Houston, we have a problem.

 

Why deadly demos happen

 

So why are these bad demos happening? AEs and SEs are professionals who want to succeed at their jobs and often have plenty of experience closing deals—you know what you’re doing. It’s unlikely any of you are thinking, “let’s make a thirty-page deck and then read it line by line to this prospect and they’ll love it!”

But a few things can get in the way. One is excitement—you’re showing off this product your company has worked really hard to create, and you’re delighted about all the cool features your product team has developed. This is super common with new startups, especially if you’re creating a category.

Another big cause is discomfort with the lack of discovery in the sales cycle today. It used to be that prospects needed to go through a thorough discovery process—you’d ask them questions and develop a demo script based on that discussion.

But buyers come in asking for demos all over the sales cycle now, and if you don’t have that script you might just default to showing them everything and hoping something sticks.

A third cause is simply not understanding where your buyer is in their journey. Sure, maybe they want to see everything. But it’s also entirely possible they’ve done a ton of research on their own and just want to see a few specific things.

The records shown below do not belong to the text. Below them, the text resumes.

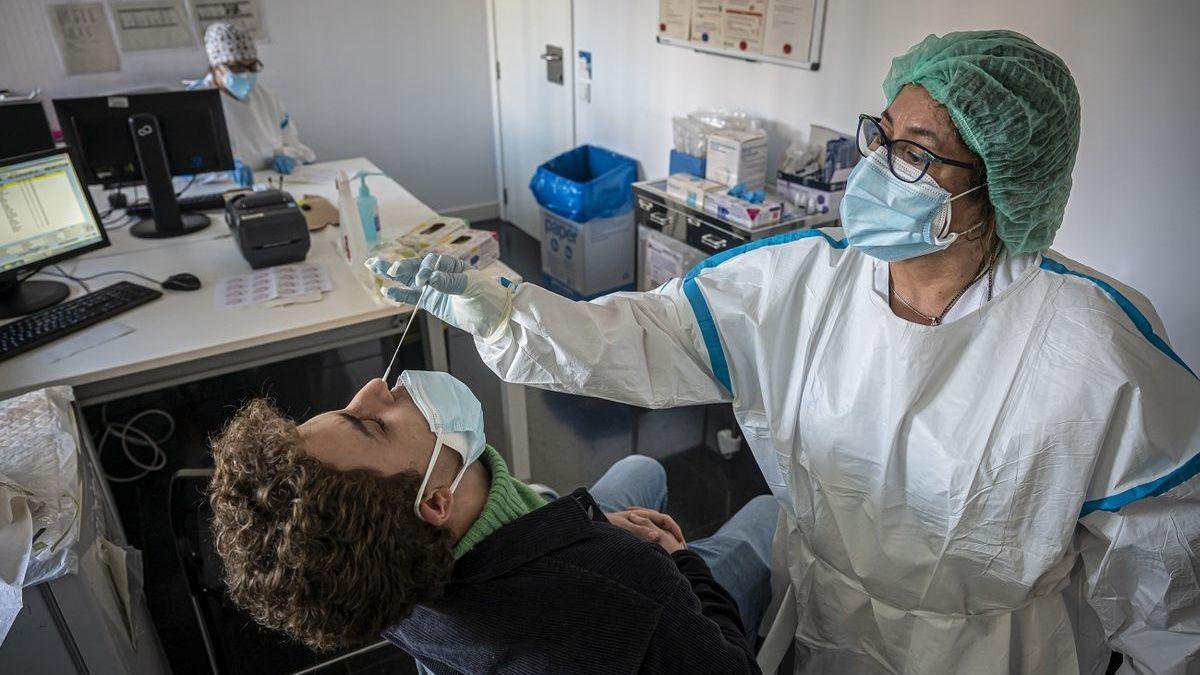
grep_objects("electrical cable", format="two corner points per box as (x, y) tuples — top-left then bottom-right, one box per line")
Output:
(43, 265), (162, 288)
(51, 265), (91, 293)
(96, 404), (175, 483)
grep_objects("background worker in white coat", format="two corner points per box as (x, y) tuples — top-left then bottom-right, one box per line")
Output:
(373, 31), (1200, 674)
(193, 22), (317, 187)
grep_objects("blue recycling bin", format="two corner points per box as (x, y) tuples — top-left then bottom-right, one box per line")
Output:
(529, 145), (637, 299)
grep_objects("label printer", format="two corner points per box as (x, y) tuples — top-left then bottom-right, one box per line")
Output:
(226, 190), (311, 269)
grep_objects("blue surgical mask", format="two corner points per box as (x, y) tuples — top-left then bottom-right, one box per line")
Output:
(400, 370), (485, 518)
(222, 71), (258, 101)
(840, 148), (983, 262)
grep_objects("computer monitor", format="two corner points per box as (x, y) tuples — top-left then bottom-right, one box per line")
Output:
(0, 101), (54, 159)
(0, 148), (108, 318)
(54, 89), (233, 238)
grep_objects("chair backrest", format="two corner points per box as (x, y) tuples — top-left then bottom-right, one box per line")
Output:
(167, 468), (229, 673)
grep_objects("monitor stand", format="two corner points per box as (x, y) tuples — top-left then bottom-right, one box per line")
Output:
(0, 280), (71, 318)
(130, 113), (209, 239)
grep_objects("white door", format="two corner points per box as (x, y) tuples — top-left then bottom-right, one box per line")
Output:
(493, 0), (575, 240)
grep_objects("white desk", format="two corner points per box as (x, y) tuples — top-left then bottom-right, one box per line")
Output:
(0, 159), (529, 478)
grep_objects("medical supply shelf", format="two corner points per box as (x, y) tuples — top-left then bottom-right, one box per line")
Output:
(634, 179), (838, 291)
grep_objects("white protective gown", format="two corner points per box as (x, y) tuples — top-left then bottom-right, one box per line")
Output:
(197, 73), (317, 171)
(476, 229), (1200, 674)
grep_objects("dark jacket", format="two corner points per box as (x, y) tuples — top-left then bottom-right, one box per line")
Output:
(384, 489), (760, 675)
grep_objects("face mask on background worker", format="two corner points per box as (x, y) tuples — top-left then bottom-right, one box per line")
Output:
(400, 370), (485, 518)
(221, 66), (258, 101)
(841, 147), (984, 262)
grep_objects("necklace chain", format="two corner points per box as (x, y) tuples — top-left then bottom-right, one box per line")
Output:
(888, 245), (1001, 325)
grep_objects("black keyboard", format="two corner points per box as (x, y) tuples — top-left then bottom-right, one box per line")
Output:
(0, 281), (162, 362)
(125, 192), (224, 217)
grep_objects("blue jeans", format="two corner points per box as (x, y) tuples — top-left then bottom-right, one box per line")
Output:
(590, 455), (779, 644)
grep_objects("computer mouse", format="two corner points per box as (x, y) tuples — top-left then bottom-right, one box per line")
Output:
(162, 271), (200, 291)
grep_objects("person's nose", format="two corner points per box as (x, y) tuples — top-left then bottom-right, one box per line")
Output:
(355, 377), (394, 408)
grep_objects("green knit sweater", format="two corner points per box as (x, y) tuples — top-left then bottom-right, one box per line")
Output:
(454, 446), (546, 560)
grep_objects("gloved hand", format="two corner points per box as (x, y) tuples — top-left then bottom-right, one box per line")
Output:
(271, 155), (296, 175)
(229, 160), (254, 187)
(366, 253), (516, 340)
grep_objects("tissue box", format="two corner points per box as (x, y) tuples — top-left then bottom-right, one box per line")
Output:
(704, 130), (769, 190)
(430, 229), (500, 269)
(667, 173), (725, 210)
(704, 191), (784, 227)
(400, 216), (467, 252)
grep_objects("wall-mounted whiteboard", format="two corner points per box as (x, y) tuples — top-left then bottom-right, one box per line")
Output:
(658, 0), (827, 70)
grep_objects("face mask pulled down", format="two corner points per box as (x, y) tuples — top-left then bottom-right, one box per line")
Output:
(841, 148), (984, 262)
(400, 370), (485, 518)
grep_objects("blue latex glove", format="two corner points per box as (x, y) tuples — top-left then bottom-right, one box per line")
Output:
(229, 160), (254, 187)
(366, 253), (516, 339)
(271, 155), (296, 175)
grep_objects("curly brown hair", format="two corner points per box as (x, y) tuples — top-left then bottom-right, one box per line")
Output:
(209, 399), (454, 651)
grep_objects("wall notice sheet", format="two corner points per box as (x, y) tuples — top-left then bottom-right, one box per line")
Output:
(109, 0), (196, 53)
(46, 2), (121, 74)
(659, 0), (691, 40)
(721, 0), (767, 53)
(691, 0), (725, 47)
(762, 0), (815, 61)
(192, 0), (266, 40)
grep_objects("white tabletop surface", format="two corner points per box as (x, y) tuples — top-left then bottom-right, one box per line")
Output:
(0, 159), (515, 399)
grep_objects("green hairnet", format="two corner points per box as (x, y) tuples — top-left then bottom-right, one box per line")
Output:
(883, 30), (1079, 253)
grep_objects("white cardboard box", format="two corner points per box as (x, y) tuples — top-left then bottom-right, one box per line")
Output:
(541, 209), (637, 299)
(704, 130), (769, 190)
(430, 229), (500, 269)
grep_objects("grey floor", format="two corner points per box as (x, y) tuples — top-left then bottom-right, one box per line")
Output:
(93, 221), (766, 675)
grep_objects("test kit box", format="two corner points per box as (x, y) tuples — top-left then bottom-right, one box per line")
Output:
(704, 130), (769, 190)
(541, 209), (637, 300)
(400, 216), (467, 253)
(667, 173), (725, 210)
(430, 229), (500, 269)
(775, 172), (846, 215)
(704, 191), (784, 227)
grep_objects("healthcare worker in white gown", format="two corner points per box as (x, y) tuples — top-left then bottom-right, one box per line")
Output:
(192, 22), (317, 187)
(371, 31), (1200, 674)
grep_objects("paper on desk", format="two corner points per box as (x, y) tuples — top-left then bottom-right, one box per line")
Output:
(0, 473), (34, 644)
(283, 165), (337, 183)
(212, 263), (334, 310)
(38, 321), (134, 363)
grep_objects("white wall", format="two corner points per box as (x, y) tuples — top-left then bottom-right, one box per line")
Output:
(575, 0), (1200, 368)
(0, 0), (496, 210)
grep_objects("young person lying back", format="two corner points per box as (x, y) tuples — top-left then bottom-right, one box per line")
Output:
(210, 371), (776, 674)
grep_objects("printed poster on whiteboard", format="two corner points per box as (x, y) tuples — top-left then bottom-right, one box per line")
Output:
(109, 0), (196, 53)
(659, 0), (691, 40)
(762, 0), (816, 61)
(691, 0), (725, 47)
(46, 2), (121, 74)
(721, 0), (767, 54)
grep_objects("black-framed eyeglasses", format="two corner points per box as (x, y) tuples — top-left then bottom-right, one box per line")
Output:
(224, 59), (263, 74)
(857, 114), (980, 183)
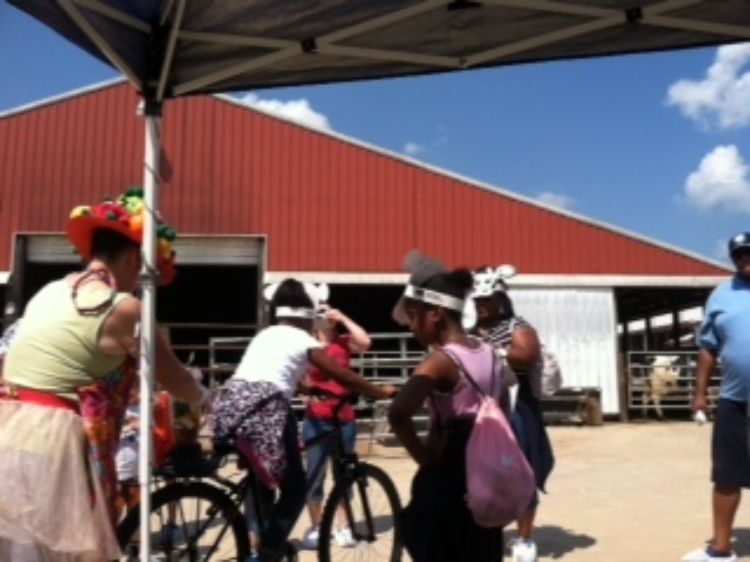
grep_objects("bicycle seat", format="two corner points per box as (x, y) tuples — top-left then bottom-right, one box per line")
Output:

B2B prospects today spend only 17% of their buyer’s journey with a sales rep—and your sales and demo processes might not have kept up with that new world of selling.

 

Killing the deadly demo for good

 

Now that you know what might be making your demo deadly dull, how can you fix it?

First, think of your demo as being more like your website experience. That’s (hopefully) very carefully built with the user experience at the forefront—you never want a visitor to have to click more than three or four times to get exactly where they want to go. Your demo should deliver the same experience.

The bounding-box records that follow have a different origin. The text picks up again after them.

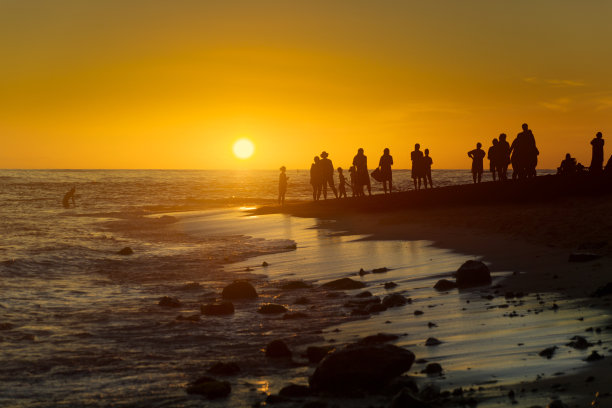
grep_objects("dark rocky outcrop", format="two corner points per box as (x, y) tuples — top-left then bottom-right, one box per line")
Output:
(321, 278), (366, 290)
(266, 340), (292, 358)
(200, 302), (234, 316)
(257, 303), (287, 314)
(221, 281), (257, 299)
(434, 279), (457, 292)
(309, 344), (414, 394)
(187, 377), (232, 399)
(157, 296), (181, 307)
(455, 260), (491, 288)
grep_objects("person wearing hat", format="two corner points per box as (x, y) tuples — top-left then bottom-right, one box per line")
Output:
(319, 151), (338, 200)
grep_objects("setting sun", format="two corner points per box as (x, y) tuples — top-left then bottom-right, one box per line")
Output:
(234, 139), (255, 159)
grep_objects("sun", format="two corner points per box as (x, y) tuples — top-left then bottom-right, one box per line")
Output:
(234, 138), (255, 159)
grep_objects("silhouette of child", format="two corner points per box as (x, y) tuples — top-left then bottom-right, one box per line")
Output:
(423, 149), (433, 188)
(468, 142), (486, 184)
(278, 166), (289, 205)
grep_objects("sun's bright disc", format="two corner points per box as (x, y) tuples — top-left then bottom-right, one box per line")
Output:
(234, 139), (255, 159)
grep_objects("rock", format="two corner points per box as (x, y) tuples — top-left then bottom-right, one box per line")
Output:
(584, 350), (604, 362)
(421, 363), (442, 375)
(221, 281), (257, 299)
(382, 293), (408, 308)
(278, 384), (310, 398)
(389, 388), (431, 408)
(200, 302), (234, 316)
(434, 279), (457, 292)
(455, 260), (491, 288)
(567, 252), (601, 262)
(306, 346), (336, 364)
(187, 377), (232, 399)
(309, 344), (414, 393)
(425, 337), (442, 346)
(538, 346), (558, 359)
(257, 303), (287, 314)
(321, 278), (366, 290)
(157, 296), (181, 307)
(281, 281), (311, 290)
(208, 362), (240, 375)
(591, 282), (612, 297)
(266, 340), (291, 358)
(567, 336), (593, 350)
(117, 247), (134, 255)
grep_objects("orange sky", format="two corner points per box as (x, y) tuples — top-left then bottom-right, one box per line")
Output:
(0, 0), (612, 169)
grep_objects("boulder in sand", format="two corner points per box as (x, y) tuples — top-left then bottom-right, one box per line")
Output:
(309, 344), (414, 394)
(221, 281), (257, 299)
(321, 278), (365, 290)
(455, 260), (491, 288)
(200, 302), (234, 316)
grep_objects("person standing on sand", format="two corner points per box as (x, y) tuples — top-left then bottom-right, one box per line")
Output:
(589, 132), (604, 174)
(468, 142), (485, 184)
(310, 156), (322, 201)
(487, 139), (501, 181)
(278, 166), (289, 205)
(319, 151), (338, 200)
(423, 149), (433, 188)
(410, 143), (423, 190)
(495, 133), (510, 181)
(378, 147), (393, 194)
(353, 147), (372, 196)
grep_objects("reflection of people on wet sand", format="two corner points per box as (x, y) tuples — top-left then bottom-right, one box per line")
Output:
(62, 187), (76, 208)
(353, 147), (372, 196)
(590, 132), (604, 174)
(278, 166), (289, 205)
(310, 156), (322, 201)
(378, 148), (393, 194)
(468, 142), (486, 183)
(319, 151), (338, 200)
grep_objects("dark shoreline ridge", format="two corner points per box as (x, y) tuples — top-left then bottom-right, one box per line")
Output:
(252, 174), (612, 217)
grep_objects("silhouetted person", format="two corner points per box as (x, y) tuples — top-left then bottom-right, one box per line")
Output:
(557, 153), (578, 176)
(310, 156), (323, 201)
(495, 133), (510, 181)
(278, 166), (289, 205)
(423, 149), (433, 188)
(338, 167), (348, 198)
(487, 139), (501, 181)
(319, 151), (338, 200)
(62, 187), (76, 208)
(468, 142), (486, 183)
(353, 147), (372, 196)
(590, 132), (604, 174)
(410, 143), (424, 190)
(378, 148), (393, 194)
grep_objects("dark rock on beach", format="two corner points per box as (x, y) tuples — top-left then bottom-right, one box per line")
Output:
(257, 303), (287, 314)
(321, 278), (366, 290)
(200, 302), (234, 316)
(455, 260), (491, 288)
(157, 296), (181, 307)
(266, 340), (292, 358)
(309, 344), (414, 394)
(187, 377), (232, 399)
(221, 281), (257, 299)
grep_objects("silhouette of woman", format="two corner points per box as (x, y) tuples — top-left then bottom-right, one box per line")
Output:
(590, 132), (604, 174)
(468, 142), (486, 183)
(378, 148), (393, 194)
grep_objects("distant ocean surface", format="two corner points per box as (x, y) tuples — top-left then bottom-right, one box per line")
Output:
(0, 170), (564, 407)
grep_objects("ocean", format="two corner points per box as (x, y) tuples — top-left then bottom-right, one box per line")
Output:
(0, 170), (607, 407)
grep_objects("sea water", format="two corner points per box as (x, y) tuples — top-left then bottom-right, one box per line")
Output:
(0, 170), (592, 407)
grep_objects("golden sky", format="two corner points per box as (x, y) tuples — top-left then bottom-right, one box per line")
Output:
(0, 0), (612, 169)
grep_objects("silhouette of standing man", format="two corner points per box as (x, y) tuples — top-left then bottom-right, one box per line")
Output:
(590, 132), (604, 174)
(319, 151), (338, 200)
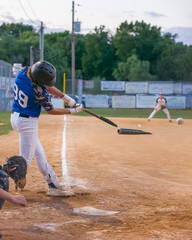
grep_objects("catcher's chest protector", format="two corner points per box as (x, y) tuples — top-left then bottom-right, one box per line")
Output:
(0, 170), (9, 209)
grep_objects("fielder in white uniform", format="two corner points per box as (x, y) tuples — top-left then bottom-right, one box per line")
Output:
(11, 61), (82, 196)
(148, 93), (172, 122)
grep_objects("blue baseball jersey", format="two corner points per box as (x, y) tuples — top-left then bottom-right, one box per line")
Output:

Again, B2B buyers are very different these days (have we said this enough), so that means you need to get flexible and creative. We’ve got a few suggestions.

  • Rejigger your discovery process. Get it closer to what prospects want, instead of what your sales team is used to. This might mean asking a few disco questions as the demo is kicking off instead of having a separate call. Or having a few types of demos you can deliver fast depending on the buyer journey stage.
  • Develop a few different demos. But not just segmented by industry or vertical—based on the end-user experience and stage in the buyer journey instead. You can create a library of premade custom demos with a no-code demo creation platform like Reprise tailored to where your buyer currently is.
  • Send a post-call guided demo (sales leave-behind). You don’t need to worry about cramming in every possible feature when you know you can email a quick demo as a sales leave-behind after the call is over, speaking to exactly what your prospect finds relevant. (Again, this is where Reprise comes in handy!) And let’s be honest, a guided demo eats a one-pager for lunch any day. As Jenn Steele, a former product marketing leader, said: “I’ve written about 1,000 one-pagers, and probably only 10 of them were ever read.”

 

The best way to get rid of the deadly demo once and for all is to identify the magic of what your product does, and the big moments you want prospects to experience about a specific feature or use case, and stick to that—at least in your first demo.

At Reprise, we call those the “take my money” moments because they instantly identify what your product offers to your customers.

It’s like selling a really gigantic mansion—instead of wandering through every room and opening every closet and cupboard (we all know what cupboards look like), you find the feature or experience that will make that exact buyer see themselves in a whole new, better life there.

That magic moment is going to be different for the 25-year-old tech millionaire (she wants a high-end walk-in closet) than the family of five (they need a tiki bar in the basement for post-bedtime cocktails), so you need to determine what works for each person.

But once you land on it and deliver it quickly, you can move forward in the process faster. And you can save everyone from the most modern of horrors: being trapped in a room, on Zoom or in real life, while someone reads a thirty-page deck at you.